"Watson" supercomputer to guide personalized cancer treatments
The trend toward developing highly personalized cancer treatments based on a patient's DNA is taking a big leap foward. More than a dozen U.S. and Canadian cancer institutes will start using the IBM supercomputer known as "Watson" to precisely identify drugs that can be most effective at treating a tumor based on its genetic footprint.
While experts agree that chemotherapy and radiation will remain the standard of care for many common cancers, matching a person's treatment to their DNA is increasingly being seen as a key to the future of fighting cancer.
It can take weeks or longer to identify which drugs can be most effective against a particular tumor, Watson can provide an answer in minutes from its enormous database of scientific papers and clinical trials on particular cancers and potential therapies. do it in minutes and has in its database the findings of scientific papers and clinical trials on particular cancers and potential therapies.
By the end of 2015, Watson will be helping doctors at a total of 14 cancer institutes, including the Cleveland Clinic, the Fred & Pamela Buffett Cancer Center in Omaha and Yale Cancer Center.
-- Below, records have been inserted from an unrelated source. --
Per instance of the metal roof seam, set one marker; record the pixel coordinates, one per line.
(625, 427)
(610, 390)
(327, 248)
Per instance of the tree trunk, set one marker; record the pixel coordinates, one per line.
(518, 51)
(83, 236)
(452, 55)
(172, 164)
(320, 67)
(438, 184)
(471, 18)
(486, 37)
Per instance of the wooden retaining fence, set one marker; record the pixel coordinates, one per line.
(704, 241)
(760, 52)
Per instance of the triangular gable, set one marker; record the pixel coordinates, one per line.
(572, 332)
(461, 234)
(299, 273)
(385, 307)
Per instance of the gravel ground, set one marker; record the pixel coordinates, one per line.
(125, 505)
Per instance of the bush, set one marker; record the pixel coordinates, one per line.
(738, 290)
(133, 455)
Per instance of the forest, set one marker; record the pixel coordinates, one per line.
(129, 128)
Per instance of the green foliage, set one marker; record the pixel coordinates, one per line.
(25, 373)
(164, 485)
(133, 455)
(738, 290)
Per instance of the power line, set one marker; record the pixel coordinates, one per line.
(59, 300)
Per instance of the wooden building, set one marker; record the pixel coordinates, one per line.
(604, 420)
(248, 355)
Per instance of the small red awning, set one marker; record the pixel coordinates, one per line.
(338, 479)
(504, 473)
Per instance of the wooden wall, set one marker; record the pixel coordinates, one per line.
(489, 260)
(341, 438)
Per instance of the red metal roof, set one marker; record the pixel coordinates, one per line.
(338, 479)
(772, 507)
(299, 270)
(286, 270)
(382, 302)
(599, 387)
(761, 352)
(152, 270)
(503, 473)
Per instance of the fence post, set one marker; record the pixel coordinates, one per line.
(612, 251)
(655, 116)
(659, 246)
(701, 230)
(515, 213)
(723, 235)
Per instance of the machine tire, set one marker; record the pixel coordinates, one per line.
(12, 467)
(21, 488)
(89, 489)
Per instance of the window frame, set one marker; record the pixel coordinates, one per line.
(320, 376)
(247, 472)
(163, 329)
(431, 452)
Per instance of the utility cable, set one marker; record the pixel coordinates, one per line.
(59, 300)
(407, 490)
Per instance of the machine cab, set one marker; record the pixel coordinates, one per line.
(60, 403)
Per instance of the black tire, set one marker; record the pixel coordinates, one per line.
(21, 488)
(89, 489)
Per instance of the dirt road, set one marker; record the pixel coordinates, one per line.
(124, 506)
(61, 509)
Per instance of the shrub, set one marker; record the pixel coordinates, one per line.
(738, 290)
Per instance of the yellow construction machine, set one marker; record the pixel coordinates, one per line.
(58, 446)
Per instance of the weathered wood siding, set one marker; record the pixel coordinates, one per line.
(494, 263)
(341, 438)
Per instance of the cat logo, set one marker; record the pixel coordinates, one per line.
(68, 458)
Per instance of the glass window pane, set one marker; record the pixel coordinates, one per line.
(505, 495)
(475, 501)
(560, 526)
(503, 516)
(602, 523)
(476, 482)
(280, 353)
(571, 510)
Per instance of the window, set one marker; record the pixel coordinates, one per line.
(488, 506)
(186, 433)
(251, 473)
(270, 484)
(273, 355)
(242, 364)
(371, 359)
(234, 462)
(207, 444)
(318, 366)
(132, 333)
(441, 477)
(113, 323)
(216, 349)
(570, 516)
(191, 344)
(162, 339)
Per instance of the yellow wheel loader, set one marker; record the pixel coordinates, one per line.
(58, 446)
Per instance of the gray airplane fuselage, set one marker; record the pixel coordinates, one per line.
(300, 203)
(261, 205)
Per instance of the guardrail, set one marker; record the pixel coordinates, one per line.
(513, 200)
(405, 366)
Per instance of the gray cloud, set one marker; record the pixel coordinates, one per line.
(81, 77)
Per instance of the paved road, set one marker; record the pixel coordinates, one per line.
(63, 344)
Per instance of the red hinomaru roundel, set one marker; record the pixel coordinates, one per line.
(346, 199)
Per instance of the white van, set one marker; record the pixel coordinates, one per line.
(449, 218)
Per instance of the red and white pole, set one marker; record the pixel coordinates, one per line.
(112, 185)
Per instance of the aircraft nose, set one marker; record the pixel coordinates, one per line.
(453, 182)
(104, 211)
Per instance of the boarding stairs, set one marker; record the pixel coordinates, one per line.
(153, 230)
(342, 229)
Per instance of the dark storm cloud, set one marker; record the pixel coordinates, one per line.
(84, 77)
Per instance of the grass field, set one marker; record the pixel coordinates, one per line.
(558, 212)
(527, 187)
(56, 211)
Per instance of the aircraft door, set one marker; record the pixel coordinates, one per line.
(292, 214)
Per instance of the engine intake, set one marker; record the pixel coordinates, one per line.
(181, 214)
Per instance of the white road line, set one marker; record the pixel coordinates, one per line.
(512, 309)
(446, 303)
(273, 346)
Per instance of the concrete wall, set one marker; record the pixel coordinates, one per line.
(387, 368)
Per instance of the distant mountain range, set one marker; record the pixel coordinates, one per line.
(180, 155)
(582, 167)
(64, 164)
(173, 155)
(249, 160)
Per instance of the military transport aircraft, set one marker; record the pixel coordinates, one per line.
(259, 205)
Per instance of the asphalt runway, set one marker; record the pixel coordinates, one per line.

The centers will pay a subscription fee for the service, which IBM has not disclosed. Oncologists will upload the DNA fingerprint of a patient's tumor, which indicates which genes are mutated and possibly driving the malignancy. Then Watson, famous for beating two champions of the game show Jeopardy! in 2011, will sift through thousands of mutations and try to identify which is driving the tumor, and what drug would be most effective.
Steve Harvey, vice president of IBM Watson Health, has said that Watson could match patients with approved or experimental cancer drugs, but also possibly non-cancer drugs.